Mit ihr nicht: Warren Ellis schrieb die Vorlage für den Film "R.E.D." mit Helen Mirren.

(Foto: Concorde)

Der Comic-Autor Warren Ellis unterhielt Beziehungen zu Dutzenden Frauen gleichzeitig. Viele wussten nichts voneinander. Na und?

Von Susan Vahabzadeh

Es gibt unterschiedliche Arten von Ruhm, und Warren Ellis beispielsweise war bis vor etwa vier Wochen eine feste Größe unter Comic-Fans, ansonsten aber wäre er nicht unbedingt als Promi durchgegangen. Ellis gilt als einflussreicher Comic-Autor, hat beispielsweise für DC "Hellblazer" geschrieben, von ihm ist die Vorlage zu den "R.E.D."-Filmen über alternde Agenten. Außerdem war er ein Pionier der Internet-Kommunikation, denn schon seit Ende der Neunzigerjahre unterhielt er ein Forum, auf dem er sich mit Fans austauschte.

Vor vier Wochen nun taten sich im Internet erst ein paar, dann fünfzig, laut Guardian inzwischen etwa hundert Frauen zusammen, die sich darüber austauschen, wer wann mit Ellis liiert war - Ellis jonglierte gern mit einem Dutzend Frauen, die teils voneinander wussten, teilweise aber auch nicht. Steht alles auf der Website, die die Frauen eingerichtet haben.

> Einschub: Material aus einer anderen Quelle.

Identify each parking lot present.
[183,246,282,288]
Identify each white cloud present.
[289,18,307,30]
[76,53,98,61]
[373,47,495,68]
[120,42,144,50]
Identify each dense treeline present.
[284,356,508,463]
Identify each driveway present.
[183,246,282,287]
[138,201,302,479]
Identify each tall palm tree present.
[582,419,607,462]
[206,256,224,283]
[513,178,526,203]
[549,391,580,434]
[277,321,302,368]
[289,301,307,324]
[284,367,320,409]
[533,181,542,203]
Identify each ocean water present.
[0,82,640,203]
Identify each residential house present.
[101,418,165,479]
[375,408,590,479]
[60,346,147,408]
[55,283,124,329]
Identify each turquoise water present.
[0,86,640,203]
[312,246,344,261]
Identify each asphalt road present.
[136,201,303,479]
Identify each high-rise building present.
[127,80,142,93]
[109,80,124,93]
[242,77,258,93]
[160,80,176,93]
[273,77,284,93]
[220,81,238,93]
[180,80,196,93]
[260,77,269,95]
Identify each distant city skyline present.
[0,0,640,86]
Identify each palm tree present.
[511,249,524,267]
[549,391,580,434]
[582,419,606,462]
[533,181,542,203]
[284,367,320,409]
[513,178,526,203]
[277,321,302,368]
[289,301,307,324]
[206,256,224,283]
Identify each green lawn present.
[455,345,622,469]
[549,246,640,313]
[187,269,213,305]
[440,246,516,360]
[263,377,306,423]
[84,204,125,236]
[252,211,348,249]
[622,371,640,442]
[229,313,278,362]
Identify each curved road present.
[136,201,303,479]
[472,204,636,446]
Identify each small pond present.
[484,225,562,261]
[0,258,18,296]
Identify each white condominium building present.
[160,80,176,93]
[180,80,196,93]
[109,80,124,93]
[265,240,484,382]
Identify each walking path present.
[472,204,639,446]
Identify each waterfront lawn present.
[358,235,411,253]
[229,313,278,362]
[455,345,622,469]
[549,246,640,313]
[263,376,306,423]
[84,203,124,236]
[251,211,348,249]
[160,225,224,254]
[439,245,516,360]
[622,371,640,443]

Jetzt ist der Fall schon deswegen kompliziert, weil einige dieser Frauen tatsächlich nur online Kontakt mit ihm hatten und man darüber streiten kann, ob sich diese Kontakte dann tatsächlich als "Beziehung" qualifiziert haben. In der langen Recherche, die im Guardian erschienen ist, geht es allerdings eher um Frauen, von denen manche jahrelang glaubten, seine Freundin zu sein, ihn teilweise im selben Hotelzimmer trafen, nichts ahnend, dass dieses Hotelzimmer sozusagen eine Drehtür hatte, zu der die eine hinausging, während die andere eintrat.

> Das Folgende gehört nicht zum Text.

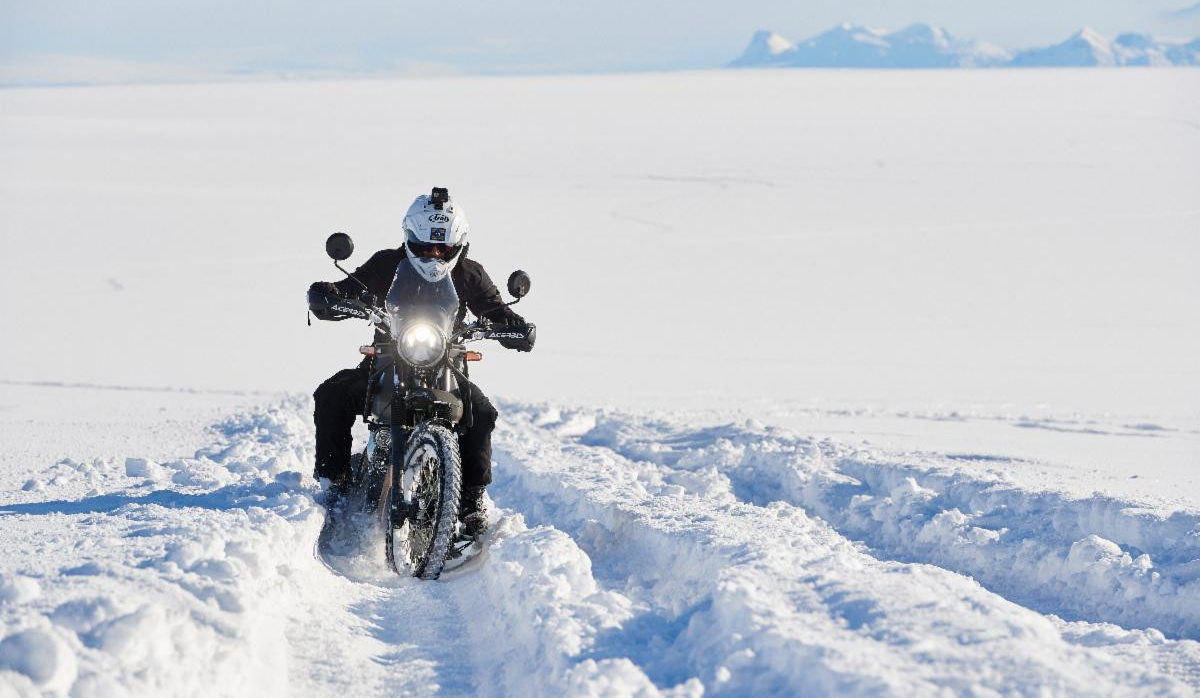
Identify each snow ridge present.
[494,405,1200,694]
[566,415,1200,639]
[0,399,1200,697]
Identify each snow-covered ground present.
[0,70,1200,696]
[0,386,1200,696]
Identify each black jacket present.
[334,247,524,324]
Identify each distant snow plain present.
[0,70,1200,694]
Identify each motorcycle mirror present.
[325,233,354,261]
[509,269,530,299]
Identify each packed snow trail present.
[566,414,1200,639]
[0,399,1200,697]
[496,405,1200,694]
[0,401,672,697]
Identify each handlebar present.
[308,289,538,351]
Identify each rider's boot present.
[458,487,487,538]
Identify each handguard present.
[484,324,538,351]
[308,282,367,320]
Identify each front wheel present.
[380,422,462,579]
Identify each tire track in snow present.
[493,404,1192,696]
[0,399,667,698]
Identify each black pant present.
[312,366,496,487]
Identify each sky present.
[0,0,1200,84]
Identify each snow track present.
[566,415,1200,639]
[496,405,1200,694]
[0,390,1200,697]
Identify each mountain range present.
[728,24,1200,68]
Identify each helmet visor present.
[406,240,462,261]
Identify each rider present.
[310,187,532,535]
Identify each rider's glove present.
[308,281,344,299]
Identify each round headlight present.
[396,323,446,367]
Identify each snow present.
[728,24,1009,68]
[0,69,1200,696]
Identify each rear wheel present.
[380,423,462,579]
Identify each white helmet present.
[404,187,470,281]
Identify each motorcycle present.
[308,233,536,579]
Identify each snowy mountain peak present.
[730,22,1200,68]
[730,22,1009,68]
[730,29,796,67]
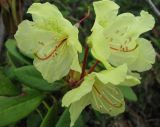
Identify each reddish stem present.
[80,46,89,79]
[88,60,99,74]
[78,9,90,24]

Für einen professionellen Geschichtenerzähler war Ellis nicht immer sehr originell: Er verschickte gleichlautende Textnachrichten an unterschiedliche Frauen, und verwendete, so scheint es, nur einen begrenzten Schatz an Adjektiven. Ellis hat sich inzwischen entschuldigt, dass er so viele Menschen verletzt habe.

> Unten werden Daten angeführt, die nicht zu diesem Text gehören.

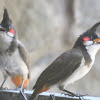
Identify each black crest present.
[1,8,12,30]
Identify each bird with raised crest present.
[0,9,31,100]
[29,22,100,100]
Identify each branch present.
[0,89,100,100]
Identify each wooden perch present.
[0,89,100,100]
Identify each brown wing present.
[33,49,83,88]
[18,41,31,77]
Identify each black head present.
[0,9,16,37]
[74,22,100,48]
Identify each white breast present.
[0,49,28,78]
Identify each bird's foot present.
[49,94,55,100]
[0,87,8,90]
[18,88,28,100]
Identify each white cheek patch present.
[83,41,93,46]
[7,32,14,37]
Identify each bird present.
[0,8,31,99]
[29,22,100,100]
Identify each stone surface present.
[0,0,100,96]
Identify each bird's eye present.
[83,37,90,41]
[7,29,15,37]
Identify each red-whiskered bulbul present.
[0,9,31,99]
[29,22,100,100]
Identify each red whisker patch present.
[83,37,90,41]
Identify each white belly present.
[60,59,94,88]
[0,50,28,78]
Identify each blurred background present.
[0,0,100,96]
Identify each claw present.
[49,95,55,100]
[19,80,28,100]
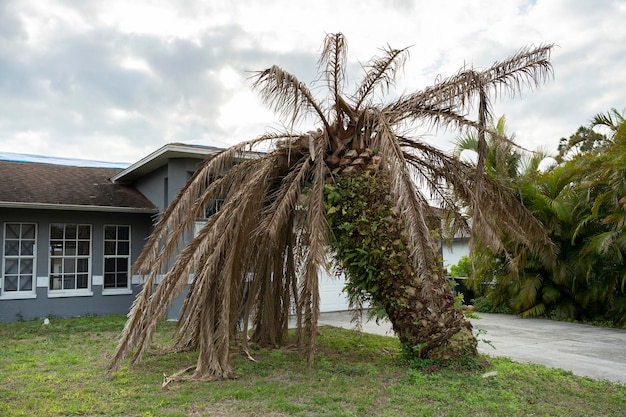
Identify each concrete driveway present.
[319,312,626,384]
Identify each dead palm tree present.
[111,34,551,380]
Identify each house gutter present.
[0,201,159,214]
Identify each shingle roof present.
[0,161,156,212]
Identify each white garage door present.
[319,270,348,313]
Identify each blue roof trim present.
[0,152,131,169]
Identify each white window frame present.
[0,222,38,300]
[48,222,93,298]
[102,224,133,295]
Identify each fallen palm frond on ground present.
[0,316,626,417]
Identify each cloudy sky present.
[0,0,626,162]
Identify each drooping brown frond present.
[318,33,348,117]
[354,47,409,110]
[388,45,553,122]
[301,132,330,365]
[252,65,330,129]
[111,34,553,381]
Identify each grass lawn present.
[0,316,626,417]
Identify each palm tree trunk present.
[327,165,477,361]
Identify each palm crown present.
[113,33,551,379]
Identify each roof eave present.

Es geht in dieser Geschichte, die nun in Foren diskutiert wird, nicht um Machtmissbrauch - oft haben die Frauen selbst den Kontakt zu Ellis gesucht, manche arbeiten im Comic-Umfeld. Juristisch ist nichts davon von Belang. Ist es also nur ein an die Öffentlichkeit gezerrtes Privatleben? Sie wollten, so die Frauen, eine Debatte anstoßen über die Verhaltensmuster von Männern in einflussreichen Positionen. Die findet statt. Feministisch betrachtet liegt im Comic-Universum tatsächlich einiges im Argen - allerdings wäre es, feministisch betrachtet, auch nicht wünschenswert, wenn Frauen am Ende nicht mehr für ihr eigenes Handeln verantwortlich wären.